According to some accounts, the current crisis is fuelled by outside sponsors, particularly from individuals in the Gulf region. For a while, there has been a build up to form a Sunni counterweight to what many Iraqis perceive as attempts by Mr Al Maliki to consolidate power and form loyal military forces. Mr Al Maliki recognises this regional dimension but he would be misguided if he believes that the solution is to promote that narrative rather than deal with the issue head on and intercept any attempts to stoke sectarian tensions.
Mr Al Maliki nonetheless appears to be both paranoid and unwilling to offer meaningful reforms, which makes confrontation almost inevitable. There have been calls, including by the speaker of Iraq's House of Representatives, Osama Al Nujaifi, for the government to resign and the country to hold early elections. The use of language such as "we will burn everything" by Anbar police chief, Maj Gen Hadi Rezaij, is certainly unhelpful.
Another regional factor is the spill over of the Syrian conflict. Many Sunni Iraqis perceive the war in Syria as part of one wider regional conflict against Iran and its "agents". Iraqi Sunnis maintain that their marginalisation can be traced back to Iran, which is helping not only Mr Al Maliki's government but also the Assad regime in Syria and Hizbollah in Lebanon. On a smaller scale, there is a sense that all religious groups in the region are well-armed except for Sunnis, deliberately kept weak by outside powers.
But it is also worth noting that this unprecedented unity of Sunnis in Iraq against the government is not purely sectarian but emanates from the desperate need to coalesce in the absence of the state, pragmatically reverting to traditional forms of alliance in the face of what is seen as a sectarian government. And yet, Iraq's Sunni population has proven - by siding with the state against insurgents - that they are ready to abandon their traditional forms of alliances and pledge loyalty to the government.

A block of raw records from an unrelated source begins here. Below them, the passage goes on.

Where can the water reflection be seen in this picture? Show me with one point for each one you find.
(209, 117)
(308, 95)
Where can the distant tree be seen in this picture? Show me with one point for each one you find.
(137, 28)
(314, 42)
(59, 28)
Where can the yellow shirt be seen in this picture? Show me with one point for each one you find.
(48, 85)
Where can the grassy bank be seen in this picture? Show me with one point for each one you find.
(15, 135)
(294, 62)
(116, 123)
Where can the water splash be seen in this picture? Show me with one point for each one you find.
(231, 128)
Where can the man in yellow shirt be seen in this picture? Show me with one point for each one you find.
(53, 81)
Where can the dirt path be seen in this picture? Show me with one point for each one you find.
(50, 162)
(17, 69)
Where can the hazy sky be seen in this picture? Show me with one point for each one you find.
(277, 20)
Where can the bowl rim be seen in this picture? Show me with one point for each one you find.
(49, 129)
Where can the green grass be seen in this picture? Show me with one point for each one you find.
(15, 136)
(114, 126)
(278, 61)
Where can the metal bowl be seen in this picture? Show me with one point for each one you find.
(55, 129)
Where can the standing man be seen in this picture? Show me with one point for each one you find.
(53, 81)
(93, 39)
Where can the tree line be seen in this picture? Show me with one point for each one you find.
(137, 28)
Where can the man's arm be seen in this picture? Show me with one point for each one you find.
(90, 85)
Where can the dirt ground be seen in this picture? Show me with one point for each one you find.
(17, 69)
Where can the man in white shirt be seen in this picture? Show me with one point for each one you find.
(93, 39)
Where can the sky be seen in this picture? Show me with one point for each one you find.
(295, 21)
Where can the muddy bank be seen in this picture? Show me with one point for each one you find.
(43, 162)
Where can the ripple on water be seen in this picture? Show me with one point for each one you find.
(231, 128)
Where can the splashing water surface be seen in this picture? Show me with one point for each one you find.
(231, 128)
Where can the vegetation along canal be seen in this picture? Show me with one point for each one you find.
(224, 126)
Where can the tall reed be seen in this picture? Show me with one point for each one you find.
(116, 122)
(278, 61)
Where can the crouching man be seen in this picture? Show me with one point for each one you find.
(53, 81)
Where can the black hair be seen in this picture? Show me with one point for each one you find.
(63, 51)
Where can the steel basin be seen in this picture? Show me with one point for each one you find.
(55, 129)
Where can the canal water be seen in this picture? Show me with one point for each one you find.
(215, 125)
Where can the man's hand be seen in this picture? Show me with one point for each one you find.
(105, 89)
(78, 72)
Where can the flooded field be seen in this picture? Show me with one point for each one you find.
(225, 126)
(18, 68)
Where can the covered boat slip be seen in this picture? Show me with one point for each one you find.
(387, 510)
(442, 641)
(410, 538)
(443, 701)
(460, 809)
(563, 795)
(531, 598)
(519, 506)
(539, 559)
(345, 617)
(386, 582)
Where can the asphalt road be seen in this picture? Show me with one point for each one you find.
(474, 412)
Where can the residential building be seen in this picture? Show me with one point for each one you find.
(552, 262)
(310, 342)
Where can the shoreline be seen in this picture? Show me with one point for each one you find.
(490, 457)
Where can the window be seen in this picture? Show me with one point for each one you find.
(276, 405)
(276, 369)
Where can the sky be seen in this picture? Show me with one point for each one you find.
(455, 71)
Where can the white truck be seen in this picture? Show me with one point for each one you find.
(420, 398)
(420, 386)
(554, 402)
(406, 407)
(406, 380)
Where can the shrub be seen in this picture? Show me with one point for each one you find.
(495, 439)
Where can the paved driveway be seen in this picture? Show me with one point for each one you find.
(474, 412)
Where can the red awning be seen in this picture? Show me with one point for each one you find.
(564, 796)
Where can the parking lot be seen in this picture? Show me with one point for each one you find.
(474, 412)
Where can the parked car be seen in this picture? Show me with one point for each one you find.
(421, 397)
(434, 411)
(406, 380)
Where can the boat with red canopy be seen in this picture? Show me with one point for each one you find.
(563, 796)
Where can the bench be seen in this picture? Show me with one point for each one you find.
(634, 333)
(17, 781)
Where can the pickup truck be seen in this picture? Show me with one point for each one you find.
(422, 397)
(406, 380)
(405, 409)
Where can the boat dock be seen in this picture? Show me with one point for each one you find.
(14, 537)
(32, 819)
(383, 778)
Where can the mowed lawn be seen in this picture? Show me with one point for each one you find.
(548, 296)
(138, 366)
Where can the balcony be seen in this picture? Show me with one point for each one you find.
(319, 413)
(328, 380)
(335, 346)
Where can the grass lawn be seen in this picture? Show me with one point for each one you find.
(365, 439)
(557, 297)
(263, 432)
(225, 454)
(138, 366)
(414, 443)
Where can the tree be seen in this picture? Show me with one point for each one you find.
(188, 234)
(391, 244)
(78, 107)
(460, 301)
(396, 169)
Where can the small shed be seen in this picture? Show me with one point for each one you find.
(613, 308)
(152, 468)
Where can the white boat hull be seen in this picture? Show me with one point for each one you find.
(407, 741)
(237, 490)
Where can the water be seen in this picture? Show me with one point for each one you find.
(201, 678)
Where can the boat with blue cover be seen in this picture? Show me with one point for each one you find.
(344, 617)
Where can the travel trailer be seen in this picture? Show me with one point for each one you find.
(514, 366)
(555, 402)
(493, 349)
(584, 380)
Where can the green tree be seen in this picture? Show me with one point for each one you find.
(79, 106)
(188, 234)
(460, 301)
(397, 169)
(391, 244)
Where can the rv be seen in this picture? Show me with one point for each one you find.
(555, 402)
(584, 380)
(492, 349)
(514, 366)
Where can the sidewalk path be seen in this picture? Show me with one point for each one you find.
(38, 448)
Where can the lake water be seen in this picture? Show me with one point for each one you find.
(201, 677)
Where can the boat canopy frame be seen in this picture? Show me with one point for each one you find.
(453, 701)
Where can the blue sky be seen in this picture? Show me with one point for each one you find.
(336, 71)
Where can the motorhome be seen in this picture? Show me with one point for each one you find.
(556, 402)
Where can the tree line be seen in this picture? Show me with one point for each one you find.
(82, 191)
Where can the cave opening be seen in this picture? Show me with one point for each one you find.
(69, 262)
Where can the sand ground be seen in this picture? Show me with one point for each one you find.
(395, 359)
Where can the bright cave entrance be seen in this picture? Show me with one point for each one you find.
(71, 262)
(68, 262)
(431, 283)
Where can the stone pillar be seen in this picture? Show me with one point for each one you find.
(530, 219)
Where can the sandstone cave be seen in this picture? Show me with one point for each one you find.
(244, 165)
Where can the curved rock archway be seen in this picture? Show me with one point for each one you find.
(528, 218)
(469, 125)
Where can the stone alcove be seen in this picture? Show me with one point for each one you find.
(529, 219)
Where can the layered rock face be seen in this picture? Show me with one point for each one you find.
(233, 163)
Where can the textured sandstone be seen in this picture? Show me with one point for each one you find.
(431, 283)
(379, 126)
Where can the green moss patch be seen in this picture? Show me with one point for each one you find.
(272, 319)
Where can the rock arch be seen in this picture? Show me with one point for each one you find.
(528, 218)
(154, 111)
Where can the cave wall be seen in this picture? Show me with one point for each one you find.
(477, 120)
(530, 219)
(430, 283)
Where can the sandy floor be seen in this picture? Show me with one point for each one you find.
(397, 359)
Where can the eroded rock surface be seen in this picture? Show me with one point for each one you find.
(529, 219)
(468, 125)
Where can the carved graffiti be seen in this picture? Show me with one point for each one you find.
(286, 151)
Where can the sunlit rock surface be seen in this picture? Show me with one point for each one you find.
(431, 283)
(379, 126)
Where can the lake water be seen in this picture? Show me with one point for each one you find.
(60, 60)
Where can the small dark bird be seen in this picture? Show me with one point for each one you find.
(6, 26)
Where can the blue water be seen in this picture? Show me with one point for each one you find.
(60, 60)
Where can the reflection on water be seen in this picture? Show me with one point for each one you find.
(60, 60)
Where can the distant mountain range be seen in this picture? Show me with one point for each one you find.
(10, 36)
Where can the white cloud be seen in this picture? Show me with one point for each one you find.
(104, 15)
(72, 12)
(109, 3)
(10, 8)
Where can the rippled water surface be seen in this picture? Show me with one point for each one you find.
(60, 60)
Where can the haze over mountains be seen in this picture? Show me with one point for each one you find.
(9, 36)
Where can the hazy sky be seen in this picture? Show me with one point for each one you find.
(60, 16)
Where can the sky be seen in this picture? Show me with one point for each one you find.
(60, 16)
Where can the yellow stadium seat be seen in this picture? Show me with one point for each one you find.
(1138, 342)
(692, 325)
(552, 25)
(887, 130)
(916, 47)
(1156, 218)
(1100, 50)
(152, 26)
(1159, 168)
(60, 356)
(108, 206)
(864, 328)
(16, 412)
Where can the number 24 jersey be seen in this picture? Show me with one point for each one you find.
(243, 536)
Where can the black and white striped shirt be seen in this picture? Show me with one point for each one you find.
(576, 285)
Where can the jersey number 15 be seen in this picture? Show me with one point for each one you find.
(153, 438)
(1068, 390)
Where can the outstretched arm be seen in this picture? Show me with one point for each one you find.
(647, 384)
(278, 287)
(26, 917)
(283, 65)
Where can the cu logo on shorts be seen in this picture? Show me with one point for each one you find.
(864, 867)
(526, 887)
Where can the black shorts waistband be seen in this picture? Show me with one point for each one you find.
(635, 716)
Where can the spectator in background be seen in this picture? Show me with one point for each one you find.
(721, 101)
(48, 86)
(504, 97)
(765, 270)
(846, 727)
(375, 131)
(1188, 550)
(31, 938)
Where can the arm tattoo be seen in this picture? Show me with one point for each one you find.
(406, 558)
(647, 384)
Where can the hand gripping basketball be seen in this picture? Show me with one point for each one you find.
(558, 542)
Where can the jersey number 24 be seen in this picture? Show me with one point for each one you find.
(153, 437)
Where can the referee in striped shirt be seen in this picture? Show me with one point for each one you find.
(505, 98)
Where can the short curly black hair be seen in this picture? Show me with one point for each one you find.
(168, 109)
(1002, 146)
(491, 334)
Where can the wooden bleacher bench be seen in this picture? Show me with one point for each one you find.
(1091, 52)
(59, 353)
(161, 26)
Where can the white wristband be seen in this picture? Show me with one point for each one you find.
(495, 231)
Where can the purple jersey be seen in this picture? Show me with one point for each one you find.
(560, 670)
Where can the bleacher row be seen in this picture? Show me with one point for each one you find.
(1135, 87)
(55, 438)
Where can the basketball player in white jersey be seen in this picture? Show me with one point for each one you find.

Al Qaeda in Iraq has gone through a cyclical process of expansion and contraction, all depending on how much Sunnis have been included in the Iraqi political process. With a major conflict looming, there is hope that Iraq's religious, tribal and provincial leaders will calm tensions. But such hopes may be dashed against the rocks of Mr Al Maliki's policies and the current regional and local dynamics.